According to a first aspect of the invention there is provided a device for delivering a liquid into a tank, comprising an inlet for liquid, an outlet for liquid, and means adapted to change flow direction of the liquid gradually towards the inlet.

The means may comprise a curved member upstream of and in fluid connection with the inlet. This provides for a streamlined flow where in effect each part of the liquid flow is bent smoothly towards a number of notional exits.

The curved member may comprise a swept ‘T’ member. This is a particularly efficient construction particularly when the swept ‘T’ member may be in direct liquid connection with the inlet.

The device may comprise a cone which diverges from the inlet to the outlet. Thus the inlet diverges from the swept ‘T’ member.

The cone may be connected to a conduit or manifold for delivering liquid to the tank via the swept ‘T’ member. Thus in a preferred construction, the swept ‘T’ member may be added to the conduit or manifold as an entry to the cone.

The cone may be relatively short. This results from the flow being distributed uniformly in the cone by the swept ‘T’ member.

According to a second aspect of the invention there is provided a system for separating particles entrained in a liquid in a tank, comprising a device as hereinbefore defined.

There may be a plurality of devices, suitably two devices spaced apart along a common conduit or manifold for delivering liquid to the tank.

Devices according to the invention are hereinafter described, by way of example, with reference to the accompanying drawings.

FIGS. 1 and 2 show schematically a side elevational and isometric view of a first embodiment of device according to the invention; and

FIGS. 3 and 4 show views similar to FIGS. 1 and 2, of a second embodiment according to the invention.
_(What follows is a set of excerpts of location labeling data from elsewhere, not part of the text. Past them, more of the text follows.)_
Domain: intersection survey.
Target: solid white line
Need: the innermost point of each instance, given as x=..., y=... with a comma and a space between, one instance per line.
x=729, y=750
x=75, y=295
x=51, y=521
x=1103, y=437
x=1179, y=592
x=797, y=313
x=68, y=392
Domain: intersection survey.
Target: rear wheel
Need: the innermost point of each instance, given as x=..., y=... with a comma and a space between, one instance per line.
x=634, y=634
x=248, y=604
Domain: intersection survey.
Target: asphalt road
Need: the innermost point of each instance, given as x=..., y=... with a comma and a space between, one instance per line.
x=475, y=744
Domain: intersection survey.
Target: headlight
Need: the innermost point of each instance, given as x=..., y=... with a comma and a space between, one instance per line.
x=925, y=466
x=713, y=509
Referring to the drawings, in which like parts are referred to by like reference numerals, there is shown a device 1, 10 for delivering a liquid into a tank (which can be large, and of any desired footprint), comprising an inlet 2 for a liquid, an outlet 3 for liquid, and means 4 adapted to change flow direction of the liquid gradually towards the inlet 2.
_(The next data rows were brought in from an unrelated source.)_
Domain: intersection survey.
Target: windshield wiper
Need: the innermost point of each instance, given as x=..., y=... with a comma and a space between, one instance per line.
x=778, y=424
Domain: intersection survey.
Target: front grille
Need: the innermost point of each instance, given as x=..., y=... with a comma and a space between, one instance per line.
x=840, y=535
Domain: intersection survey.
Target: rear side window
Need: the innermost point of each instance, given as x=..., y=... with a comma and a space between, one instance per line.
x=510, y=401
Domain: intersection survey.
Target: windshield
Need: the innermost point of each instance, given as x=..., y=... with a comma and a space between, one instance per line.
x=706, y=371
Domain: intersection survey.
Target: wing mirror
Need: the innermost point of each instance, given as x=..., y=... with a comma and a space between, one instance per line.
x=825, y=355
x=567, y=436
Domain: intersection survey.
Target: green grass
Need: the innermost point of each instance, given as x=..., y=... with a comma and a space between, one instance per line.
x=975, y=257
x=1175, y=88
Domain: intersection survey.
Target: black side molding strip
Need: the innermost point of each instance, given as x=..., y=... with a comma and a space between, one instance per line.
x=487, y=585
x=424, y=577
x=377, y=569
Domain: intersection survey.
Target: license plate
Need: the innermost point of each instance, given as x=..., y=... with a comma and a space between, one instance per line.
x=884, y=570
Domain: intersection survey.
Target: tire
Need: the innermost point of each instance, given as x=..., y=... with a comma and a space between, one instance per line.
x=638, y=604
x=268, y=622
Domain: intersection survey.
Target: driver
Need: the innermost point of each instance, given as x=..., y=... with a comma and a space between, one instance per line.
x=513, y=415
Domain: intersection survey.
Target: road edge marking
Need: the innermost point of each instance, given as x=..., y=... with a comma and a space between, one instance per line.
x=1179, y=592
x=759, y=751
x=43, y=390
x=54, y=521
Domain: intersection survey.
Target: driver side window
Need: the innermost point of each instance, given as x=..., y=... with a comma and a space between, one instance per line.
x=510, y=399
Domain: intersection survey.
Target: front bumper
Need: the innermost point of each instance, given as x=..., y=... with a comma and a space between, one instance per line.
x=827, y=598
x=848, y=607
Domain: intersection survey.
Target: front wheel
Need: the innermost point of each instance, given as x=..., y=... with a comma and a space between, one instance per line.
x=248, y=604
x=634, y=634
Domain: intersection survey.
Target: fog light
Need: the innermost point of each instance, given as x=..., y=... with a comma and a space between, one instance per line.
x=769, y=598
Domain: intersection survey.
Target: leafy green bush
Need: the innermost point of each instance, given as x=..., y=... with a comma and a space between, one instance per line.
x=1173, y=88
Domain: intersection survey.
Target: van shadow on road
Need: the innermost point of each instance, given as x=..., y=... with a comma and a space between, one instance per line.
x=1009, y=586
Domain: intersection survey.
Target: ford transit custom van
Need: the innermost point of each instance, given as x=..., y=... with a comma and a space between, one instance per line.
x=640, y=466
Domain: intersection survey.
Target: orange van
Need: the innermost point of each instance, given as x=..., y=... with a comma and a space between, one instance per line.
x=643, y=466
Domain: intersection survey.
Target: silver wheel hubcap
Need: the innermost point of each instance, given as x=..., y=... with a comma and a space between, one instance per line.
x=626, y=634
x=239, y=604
In the embodiment, the device 1, 10 includes a single short cone 5 (FIGS. 1, 2) or two spaced short cones 5 (FIGS. 3, 4), the or each of which is fed with incoming liquid from a conduit pipe, or manifold 6. The inlet 2 of the or each cone 5 is effectively formed by the means 2 to change flow direction which means 2 is in the form of a swept ‘T’ member connected between the conduit, pipe or manifold 6 and the inlet 2 of the cone 5.

In each case, the cone has angle (θ)and entry diameter (d), the swept T has a radius of curvature (R), main pipe diameter (D) and height (H) and width (W) of T. For multiple units, additional parameters are number of units (n), length (L) between units and the height of the cone (C). Multiple unit parameters are selected for particular throughput.
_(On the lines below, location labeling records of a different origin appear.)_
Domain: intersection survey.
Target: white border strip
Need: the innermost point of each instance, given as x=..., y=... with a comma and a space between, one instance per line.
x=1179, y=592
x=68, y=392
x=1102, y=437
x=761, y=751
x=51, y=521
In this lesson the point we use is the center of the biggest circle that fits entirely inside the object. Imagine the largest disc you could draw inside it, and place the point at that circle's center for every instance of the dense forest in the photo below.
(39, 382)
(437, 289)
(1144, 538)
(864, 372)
With the swept T, the liquid flow is distributed uniformly in the cone. This allows a short cone to be used and the system can be operated at high flow.

The use of the swept ‘T’ member 2 effectively distributes the liquid flow by bending and streamlining the flow, rather than by reducing energy, which would slow down the flow. This results in potential operating headloss in a tank of liquid or system in which the device is installed being significantly reduced.

Moreover, the inlet system generates low turbulence and low shear in the liquid. This avoids the break of flocs when coagulant is added to aid the flotation process.

Further, the liquid is delivered upwardly, uniformly across the surface from the conduit, pipe or manifold via the cone 5 without disturbing surrounding downward flow of liquid by turbulence or vortices. This is because the flow in a single main in a tank must be fed upward. The natural expansion angle of a jet of liquid in liquid sets an angle limit to any device, which aims to smoothly diverge flow. As the liquid jets upwards, vortices form around the jet. In order to remove these vortices, solid wall is introduced around the jet. The device is therefore a cone 5 starting from the main pipe.

The liquid is directed gradually by the swept ‘T’ member. In effect, the streamline from each part of the flow stream is bent smoothly toward a number of exits. Turbulence is reduced to a minimum and there is no additional headloss.